If language and neg are not specified they are taken from the first file read, if any.
$dict->read( $file )
Reads the contents of the indicated file.
$dict->append( @words )
Append a list of words to the dictionary. To avoid unpleasant surprises, the words must be encoded in Perl's internal encoding.
The arguments may be constant strings or references to lists of strings.
$dict->words
Returns a reference to the list of words in the dictionary,
The words are encoded in Perl's internal encoding.
$dict->write( $file [ , $type ] )
Writes the contents of the object to a new dictionary.
Arguments: The name of the file to be written, and (optionally) the type of the file to be written (one of 'WBSWG6', 'WBSWG5', 'WBSWG2') overriding the type of the dictionary as establised at create time.
EXAMPLE
This example reads all dictionaries that are supplied on the command file, merges them, and writes a new dictionary.

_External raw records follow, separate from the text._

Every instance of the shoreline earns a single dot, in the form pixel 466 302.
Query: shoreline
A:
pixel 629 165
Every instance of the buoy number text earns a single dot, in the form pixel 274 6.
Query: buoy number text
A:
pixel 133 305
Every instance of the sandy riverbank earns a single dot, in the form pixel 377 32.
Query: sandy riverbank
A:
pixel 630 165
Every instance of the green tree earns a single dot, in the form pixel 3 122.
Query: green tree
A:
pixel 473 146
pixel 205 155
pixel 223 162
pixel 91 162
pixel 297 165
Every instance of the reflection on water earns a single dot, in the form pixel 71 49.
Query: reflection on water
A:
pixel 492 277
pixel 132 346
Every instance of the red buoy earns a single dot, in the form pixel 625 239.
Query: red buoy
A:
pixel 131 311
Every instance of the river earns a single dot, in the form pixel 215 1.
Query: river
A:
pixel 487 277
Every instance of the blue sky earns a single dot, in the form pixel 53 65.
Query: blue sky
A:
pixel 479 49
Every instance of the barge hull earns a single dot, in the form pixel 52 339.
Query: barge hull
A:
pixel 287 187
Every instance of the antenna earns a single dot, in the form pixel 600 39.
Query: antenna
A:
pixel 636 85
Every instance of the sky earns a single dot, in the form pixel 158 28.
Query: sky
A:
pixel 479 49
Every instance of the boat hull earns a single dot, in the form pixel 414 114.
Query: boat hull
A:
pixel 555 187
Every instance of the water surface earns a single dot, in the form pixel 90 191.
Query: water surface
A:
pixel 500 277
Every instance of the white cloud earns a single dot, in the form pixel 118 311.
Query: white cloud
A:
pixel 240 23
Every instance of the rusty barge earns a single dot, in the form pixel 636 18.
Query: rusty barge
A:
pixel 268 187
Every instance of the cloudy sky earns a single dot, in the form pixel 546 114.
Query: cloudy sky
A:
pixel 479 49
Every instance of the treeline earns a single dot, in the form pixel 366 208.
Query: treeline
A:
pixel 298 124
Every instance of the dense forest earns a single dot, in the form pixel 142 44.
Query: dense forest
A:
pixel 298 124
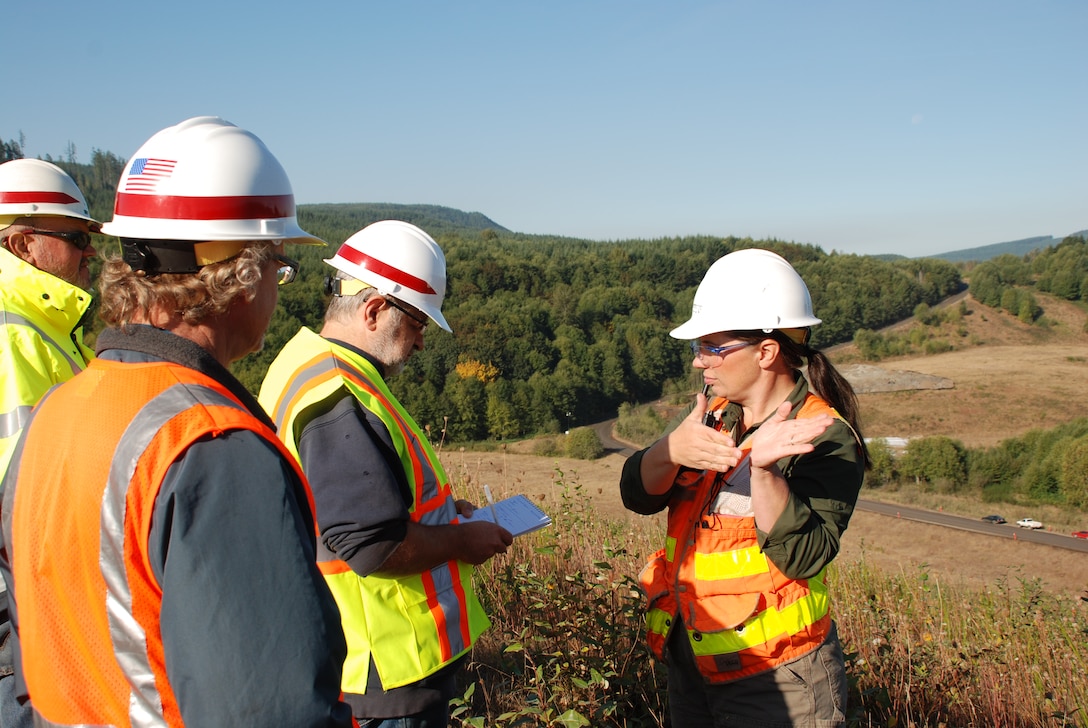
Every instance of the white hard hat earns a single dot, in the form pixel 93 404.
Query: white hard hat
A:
pixel 206 180
pixel 31 187
pixel 745 291
pixel 400 260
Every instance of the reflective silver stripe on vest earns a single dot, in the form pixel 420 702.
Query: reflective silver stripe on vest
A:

my $dict = OpenOffice::Wordlist->new( type => 'WBSWG6' );
$dict->read( shift );
foreach ( @ARGV ) {
my $extra = OpenOffice::Wordlist->new->read($_);
$dict->append( $extra->words );
}
$dict->write("new.dic");
Settings like the language and exceptions are copied from the file that is initially read.
AUTHOR
Johan Vromans, <jv at cpan.org>
BUGS
There's currently no checking done on dictionary types arguments.
Please report any bugs or feature requests to bug-openoffice-wordlist at rt.cpan.org
, or through the web interface at http://rt.cpan.org/NoAuth/ReportBug.html?Queue=OpenOffice-Wordlist. I will be notified, and then you'll automatically be notified of progress on your bug as I make changes.
SUPPORT
You can find documentation for this module with the perldoc command.

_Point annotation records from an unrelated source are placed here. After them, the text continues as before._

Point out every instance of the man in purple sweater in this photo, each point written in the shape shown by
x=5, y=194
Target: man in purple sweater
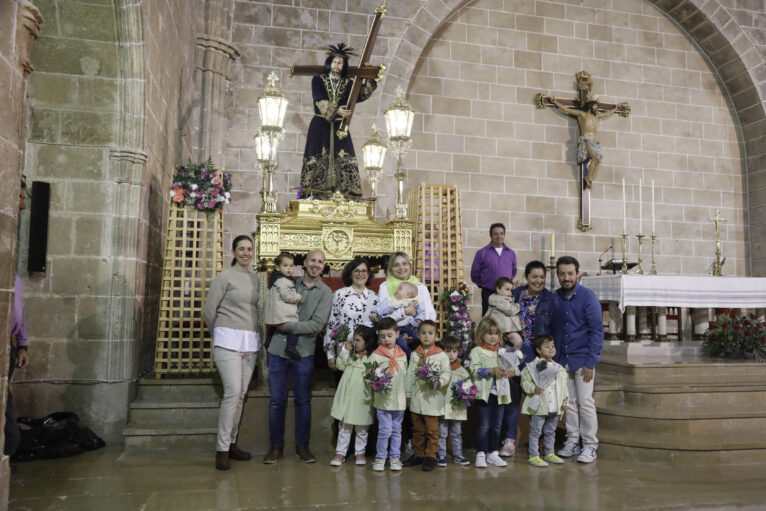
x=492, y=262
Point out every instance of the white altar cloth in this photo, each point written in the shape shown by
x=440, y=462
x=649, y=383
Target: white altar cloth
x=695, y=291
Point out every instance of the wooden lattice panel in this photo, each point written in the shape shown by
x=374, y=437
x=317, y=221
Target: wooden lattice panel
x=193, y=257
x=438, y=250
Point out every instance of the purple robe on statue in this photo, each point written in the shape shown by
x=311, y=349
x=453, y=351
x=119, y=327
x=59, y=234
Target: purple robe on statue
x=329, y=164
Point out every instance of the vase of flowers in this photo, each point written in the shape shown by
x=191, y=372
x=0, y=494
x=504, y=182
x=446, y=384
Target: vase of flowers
x=459, y=324
x=201, y=186
x=734, y=335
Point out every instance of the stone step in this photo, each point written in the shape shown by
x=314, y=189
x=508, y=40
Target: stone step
x=200, y=413
x=651, y=397
x=705, y=434
x=178, y=389
x=731, y=372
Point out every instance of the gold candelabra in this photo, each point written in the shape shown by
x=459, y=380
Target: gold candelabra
x=624, y=269
x=640, y=239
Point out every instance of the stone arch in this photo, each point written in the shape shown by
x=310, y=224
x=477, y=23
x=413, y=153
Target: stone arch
x=736, y=60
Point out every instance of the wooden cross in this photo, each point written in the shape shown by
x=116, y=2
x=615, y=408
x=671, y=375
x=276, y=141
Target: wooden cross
x=588, y=121
x=364, y=70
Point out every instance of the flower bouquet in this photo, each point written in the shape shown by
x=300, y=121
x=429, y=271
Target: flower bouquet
x=733, y=335
x=339, y=336
x=377, y=378
x=459, y=324
x=429, y=374
x=463, y=392
x=201, y=186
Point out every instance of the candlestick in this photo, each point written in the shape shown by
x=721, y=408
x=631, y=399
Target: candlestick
x=624, y=216
x=553, y=245
x=624, y=269
x=653, y=230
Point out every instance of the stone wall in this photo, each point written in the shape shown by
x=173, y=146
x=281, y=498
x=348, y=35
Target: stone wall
x=110, y=116
x=476, y=67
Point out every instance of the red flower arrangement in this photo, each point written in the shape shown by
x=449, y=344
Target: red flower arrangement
x=733, y=335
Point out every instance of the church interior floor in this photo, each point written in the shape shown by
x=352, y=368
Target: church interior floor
x=112, y=480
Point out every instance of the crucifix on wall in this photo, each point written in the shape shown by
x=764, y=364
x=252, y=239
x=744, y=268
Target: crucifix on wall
x=587, y=109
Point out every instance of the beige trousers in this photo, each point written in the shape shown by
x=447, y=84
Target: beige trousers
x=236, y=369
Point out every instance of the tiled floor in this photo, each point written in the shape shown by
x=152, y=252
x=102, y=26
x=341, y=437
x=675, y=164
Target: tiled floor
x=109, y=480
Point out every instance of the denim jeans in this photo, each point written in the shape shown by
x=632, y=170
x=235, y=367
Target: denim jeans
x=544, y=425
x=280, y=370
x=490, y=421
x=453, y=428
x=513, y=409
x=389, y=427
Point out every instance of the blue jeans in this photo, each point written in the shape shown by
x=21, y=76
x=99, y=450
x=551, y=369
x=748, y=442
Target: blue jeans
x=389, y=427
x=280, y=369
x=490, y=421
x=544, y=425
x=513, y=409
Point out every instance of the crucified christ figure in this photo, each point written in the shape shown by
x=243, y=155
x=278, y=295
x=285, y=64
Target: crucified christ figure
x=588, y=147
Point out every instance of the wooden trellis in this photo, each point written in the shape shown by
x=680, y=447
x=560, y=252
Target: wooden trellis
x=193, y=257
x=438, y=249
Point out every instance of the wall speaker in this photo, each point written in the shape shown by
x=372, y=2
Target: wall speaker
x=38, y=226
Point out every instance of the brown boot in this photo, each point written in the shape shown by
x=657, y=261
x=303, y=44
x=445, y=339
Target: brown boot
x=275, y=452
x=222, y=460
x=235, y=453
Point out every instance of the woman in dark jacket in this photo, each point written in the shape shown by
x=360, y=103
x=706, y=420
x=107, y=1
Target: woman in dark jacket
x=537, y=309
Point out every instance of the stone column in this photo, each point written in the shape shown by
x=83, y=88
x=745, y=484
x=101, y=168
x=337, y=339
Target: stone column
x=20, y=24
x=213, y=58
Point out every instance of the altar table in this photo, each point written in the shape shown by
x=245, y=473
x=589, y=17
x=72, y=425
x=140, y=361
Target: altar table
x=626, y=293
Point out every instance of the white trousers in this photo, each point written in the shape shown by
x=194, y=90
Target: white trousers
x=236, y=369
x=581, y=416
x=344, y=437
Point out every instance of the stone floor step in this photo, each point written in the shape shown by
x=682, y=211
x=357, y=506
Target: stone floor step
x=172, y=412
x=709, y=434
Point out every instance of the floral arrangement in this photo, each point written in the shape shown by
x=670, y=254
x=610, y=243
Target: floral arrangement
x=463, y=392
x=377, y=378
x=201, y=186
x=429, y=373
x=733, y=335
x=339, y=335
x=459, y=324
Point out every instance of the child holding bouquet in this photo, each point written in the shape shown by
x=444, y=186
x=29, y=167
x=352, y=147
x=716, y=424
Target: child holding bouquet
x=494, y=392
x=352, y=405
x=427, y=377
x=460, y=393
x=386, y=374
x=545, y=384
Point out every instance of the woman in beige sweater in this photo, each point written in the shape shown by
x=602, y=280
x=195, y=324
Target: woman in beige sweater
x=231, y=315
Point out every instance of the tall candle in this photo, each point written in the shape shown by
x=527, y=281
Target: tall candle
x=624, y=214
x=553, y=244
x=652, y=207
x=640, y=208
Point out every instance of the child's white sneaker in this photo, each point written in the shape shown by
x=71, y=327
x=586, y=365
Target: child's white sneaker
x=495, y=459
x=588, y=455
x=570, y=449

perldoc OpenOffice::Wordlist
You can also look for information at:
RT: CPAN's request tracker
http://rt.cpan.org/NoAuth/Bugs.html?Dist=OpenOffice-Wordlist
CPAN Ratings
Search CPAN
ACKNOWLEDGEMENTS
COPYRIGHT & LICENSE
Copyright 2010 Johan Vromans, all rights reserved.
This program is free software; you can redistribute it and/or modify it under the same terms as Perl itself.